Hi everbody I am new to text processing, so any help is appreciated. I am trying to sentence tokenize based on period AND semi colons. How can I do this using nltk.sent_tokenize
?
For example if we have this sentence and we sentence tokenize it:
sentence = "The court ruled out the judgement; First round proceedings; The court declared unjustfied. Case proceedings were carried out in the morning. Objections were raised;"
sentences = nltk.sent_tokenize(sentence)
sentences
should be:
[
"The court ruled out the judgement;",
"First round proceedings;",
"The court declared unjustfied.",
"Case proceedings were carried out in the morning.",
"Objections were raised;"
]
This has been addressed in a previous post here.
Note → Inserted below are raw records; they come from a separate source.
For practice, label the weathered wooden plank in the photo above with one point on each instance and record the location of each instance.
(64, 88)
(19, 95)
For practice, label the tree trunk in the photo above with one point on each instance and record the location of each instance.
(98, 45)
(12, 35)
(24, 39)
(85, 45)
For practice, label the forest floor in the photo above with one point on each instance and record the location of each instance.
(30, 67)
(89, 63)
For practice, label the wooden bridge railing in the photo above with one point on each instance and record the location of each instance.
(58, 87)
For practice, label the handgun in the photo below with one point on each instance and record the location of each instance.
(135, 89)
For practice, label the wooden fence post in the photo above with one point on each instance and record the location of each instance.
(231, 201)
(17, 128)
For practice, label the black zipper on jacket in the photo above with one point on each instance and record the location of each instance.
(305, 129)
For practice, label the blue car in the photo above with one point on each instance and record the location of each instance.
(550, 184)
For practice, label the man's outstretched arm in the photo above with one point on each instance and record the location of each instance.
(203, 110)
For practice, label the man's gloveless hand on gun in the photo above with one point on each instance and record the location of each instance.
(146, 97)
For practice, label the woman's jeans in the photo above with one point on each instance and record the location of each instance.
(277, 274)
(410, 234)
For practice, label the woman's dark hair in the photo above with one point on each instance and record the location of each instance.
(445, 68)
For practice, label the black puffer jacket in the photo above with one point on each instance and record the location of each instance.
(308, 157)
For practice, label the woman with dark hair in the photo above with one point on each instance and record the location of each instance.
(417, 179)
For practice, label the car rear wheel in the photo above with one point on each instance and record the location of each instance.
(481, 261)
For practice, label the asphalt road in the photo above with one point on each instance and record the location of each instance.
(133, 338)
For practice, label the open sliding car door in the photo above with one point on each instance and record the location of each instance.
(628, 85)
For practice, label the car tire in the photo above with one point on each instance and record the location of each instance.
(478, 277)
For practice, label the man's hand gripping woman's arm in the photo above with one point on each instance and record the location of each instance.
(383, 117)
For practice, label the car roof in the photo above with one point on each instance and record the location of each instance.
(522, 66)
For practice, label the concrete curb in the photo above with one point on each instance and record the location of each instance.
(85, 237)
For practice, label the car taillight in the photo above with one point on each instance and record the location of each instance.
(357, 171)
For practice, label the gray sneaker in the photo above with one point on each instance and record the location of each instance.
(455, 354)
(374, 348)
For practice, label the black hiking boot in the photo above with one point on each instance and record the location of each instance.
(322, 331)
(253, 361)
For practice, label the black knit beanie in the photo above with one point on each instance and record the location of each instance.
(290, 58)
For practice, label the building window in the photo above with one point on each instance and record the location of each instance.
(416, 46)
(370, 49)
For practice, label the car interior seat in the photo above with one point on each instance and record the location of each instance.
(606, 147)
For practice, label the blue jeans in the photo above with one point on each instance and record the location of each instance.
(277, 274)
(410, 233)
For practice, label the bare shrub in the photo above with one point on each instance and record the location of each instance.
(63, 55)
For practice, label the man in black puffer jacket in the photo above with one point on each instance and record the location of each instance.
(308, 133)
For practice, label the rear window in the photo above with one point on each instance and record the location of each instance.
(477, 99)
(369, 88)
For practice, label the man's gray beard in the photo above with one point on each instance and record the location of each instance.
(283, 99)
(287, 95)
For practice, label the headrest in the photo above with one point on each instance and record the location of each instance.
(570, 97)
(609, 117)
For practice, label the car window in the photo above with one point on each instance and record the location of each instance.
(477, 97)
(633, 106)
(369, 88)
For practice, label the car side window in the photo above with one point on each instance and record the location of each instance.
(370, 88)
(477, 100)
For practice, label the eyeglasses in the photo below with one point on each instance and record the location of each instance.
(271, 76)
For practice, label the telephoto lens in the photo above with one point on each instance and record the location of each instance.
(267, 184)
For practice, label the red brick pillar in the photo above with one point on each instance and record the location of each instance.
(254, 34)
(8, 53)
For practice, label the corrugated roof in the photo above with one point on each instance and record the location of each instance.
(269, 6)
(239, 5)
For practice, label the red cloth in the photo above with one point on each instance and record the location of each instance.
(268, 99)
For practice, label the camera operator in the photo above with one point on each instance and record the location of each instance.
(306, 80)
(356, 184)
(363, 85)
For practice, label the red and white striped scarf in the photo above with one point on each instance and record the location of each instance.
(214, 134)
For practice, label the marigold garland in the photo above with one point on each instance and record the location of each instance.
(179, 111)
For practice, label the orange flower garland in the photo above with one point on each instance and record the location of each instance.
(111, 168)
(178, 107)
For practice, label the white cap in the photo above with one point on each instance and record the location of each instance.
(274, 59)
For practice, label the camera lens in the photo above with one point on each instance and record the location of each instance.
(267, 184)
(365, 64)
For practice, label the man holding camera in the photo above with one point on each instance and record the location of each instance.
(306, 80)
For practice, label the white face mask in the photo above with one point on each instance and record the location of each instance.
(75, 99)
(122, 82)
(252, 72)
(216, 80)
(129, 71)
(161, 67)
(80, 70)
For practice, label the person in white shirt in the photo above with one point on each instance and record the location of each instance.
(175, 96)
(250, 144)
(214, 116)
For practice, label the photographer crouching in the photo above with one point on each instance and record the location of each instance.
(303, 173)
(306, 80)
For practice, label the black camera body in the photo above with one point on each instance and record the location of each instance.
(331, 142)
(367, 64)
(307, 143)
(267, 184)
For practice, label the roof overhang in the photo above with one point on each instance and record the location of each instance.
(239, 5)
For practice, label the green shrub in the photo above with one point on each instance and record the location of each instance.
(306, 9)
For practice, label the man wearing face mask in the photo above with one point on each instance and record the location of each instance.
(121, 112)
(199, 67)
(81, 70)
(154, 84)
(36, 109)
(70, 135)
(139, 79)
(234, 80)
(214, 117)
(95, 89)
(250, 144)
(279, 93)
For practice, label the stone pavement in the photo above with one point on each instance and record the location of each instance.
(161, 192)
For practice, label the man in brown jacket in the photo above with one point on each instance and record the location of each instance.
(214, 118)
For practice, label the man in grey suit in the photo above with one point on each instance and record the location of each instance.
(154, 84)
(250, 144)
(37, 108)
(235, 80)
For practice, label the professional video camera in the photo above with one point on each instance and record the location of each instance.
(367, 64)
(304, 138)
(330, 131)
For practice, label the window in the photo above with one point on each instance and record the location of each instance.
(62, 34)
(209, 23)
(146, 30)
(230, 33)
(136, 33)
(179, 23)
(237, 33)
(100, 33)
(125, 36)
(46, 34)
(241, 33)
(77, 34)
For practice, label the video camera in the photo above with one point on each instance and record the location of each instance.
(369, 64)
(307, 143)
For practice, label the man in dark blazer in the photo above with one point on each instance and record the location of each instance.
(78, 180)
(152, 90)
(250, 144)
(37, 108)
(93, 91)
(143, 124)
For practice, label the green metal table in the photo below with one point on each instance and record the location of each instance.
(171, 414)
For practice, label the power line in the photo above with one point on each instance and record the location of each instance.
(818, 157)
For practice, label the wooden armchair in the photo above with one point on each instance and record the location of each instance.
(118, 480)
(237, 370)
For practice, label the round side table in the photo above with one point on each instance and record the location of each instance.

You can do so by updating sent_end_chars
in the default tokenizer in nltk (PunktTokenizer
) using PunktLangVars
as below:
from nltk.tokenize.punkt import PunktSentenceTokenizer, PunktLanguageVars
# Create new lang vars with semicolon
class MyLangVars(PunktLanguageVars):
sent_end_chars = {'.', '?', '!', ';'}
# Create tokenizer with new language variables
tokenizer = PunktSentenceTokenizer(lang_vars = MyLangVars())
# Tokenize text
sentence = "The court ruled out the judgement; First round proceedings; The court declared unjustfied. Case proceedings were carried out in the morning. Objections were raised;"
sentences = tokenizer.tokenize(sentence)
print(sentences)
This has output:
[
'The court ruled out the judgement;',
'First round proceedings;',
'The court declared unjustfied.',
'Case proceedings were carried out in the morning.',
'Objections were raised;'
]